Rates keeping residents on their toes

Rates keeping residents on thier toes

Property owners are sharing bill shock horror stories following a 7News special report into council rate rises earlier this week.

In one area, locals are copping a 36 per cent hike over three years, while family businesses say they are also hurting.

Michiala Kuys and her husband run a small business from home, but she said their rates just do not add up.

It’s just making too big a cost for a business to run like this,” she said.

“It is up $600 which works out to roughly about 17 per cent.”

Their capital value has soared by $85,000 and even though the business runs out of the family home, the property is classified as industrial.

Charles Sturt Council mayor Kirsten Alexander said: “They may have a case to go back to the Valuer-General and say ‘actually, a large proportion of this property is residential’.”

This week, 7News revealed many residential ratepayers will be feeling the pinch of rate rises.

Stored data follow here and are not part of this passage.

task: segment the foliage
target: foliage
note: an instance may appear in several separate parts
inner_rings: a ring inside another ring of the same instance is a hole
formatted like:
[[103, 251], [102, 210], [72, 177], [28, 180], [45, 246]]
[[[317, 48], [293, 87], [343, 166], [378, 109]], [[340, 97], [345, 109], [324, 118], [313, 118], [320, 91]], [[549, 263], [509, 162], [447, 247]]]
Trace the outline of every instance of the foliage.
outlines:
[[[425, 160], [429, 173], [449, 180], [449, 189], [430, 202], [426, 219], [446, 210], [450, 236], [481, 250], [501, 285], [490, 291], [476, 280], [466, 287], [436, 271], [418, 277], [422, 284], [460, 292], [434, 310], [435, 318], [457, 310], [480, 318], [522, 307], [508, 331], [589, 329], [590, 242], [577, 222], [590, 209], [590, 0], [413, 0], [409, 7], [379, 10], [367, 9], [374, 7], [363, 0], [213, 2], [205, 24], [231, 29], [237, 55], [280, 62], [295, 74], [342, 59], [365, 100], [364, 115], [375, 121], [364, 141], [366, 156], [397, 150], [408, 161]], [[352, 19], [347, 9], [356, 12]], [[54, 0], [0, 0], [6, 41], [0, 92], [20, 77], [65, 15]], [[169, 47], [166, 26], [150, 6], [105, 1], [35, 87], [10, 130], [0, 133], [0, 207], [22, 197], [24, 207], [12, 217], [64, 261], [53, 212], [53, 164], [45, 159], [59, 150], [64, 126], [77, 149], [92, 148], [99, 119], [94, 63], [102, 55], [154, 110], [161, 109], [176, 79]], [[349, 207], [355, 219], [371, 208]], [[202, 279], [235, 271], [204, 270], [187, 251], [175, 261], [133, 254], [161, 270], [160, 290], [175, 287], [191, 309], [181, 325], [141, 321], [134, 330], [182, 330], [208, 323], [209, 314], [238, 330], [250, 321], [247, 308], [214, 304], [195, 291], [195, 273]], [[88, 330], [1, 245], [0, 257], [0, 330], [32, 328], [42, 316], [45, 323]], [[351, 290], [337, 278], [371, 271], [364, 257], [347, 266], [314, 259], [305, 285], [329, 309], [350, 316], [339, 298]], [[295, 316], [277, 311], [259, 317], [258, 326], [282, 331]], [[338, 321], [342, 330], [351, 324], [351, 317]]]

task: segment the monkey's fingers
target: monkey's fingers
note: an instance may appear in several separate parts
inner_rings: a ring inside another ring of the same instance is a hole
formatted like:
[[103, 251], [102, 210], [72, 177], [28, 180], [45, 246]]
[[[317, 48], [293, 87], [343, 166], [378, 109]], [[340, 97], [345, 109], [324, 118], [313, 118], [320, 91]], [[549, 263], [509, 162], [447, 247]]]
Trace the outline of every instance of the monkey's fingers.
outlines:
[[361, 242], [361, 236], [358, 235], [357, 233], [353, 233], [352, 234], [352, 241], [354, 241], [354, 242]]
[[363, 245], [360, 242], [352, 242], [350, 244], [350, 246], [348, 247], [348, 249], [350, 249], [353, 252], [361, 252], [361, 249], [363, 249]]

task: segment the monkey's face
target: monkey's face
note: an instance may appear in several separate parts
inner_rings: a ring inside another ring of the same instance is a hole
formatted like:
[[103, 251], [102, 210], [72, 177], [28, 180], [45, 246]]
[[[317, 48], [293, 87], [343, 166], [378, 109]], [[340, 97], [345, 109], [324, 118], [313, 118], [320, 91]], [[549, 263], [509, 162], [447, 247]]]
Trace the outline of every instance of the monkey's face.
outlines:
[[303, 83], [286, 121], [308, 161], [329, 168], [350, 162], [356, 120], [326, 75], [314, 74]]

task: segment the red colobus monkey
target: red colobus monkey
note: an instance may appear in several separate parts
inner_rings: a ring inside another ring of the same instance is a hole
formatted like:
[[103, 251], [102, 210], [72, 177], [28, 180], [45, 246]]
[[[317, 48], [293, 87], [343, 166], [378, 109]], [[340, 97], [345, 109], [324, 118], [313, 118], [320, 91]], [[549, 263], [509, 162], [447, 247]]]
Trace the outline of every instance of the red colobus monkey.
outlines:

Port Pirie locals are copping 8 per cent, while several other councils are opting for between six and seven per cent.

But spare a thought for residents in the Northern Areas Council – between Clare and Peterborough – where they have been hit with 12 per cent for the second consecutive year, and will be hit with the same again next year.

The council said it has been upfront – it needs cash for major infrastructure.

“A number of councils over the past decade of so have started to realize that they’re not properly funding their infrastructure,” Chris Russell from the Local Government Association said.

“They realise they need to charge higher rates.”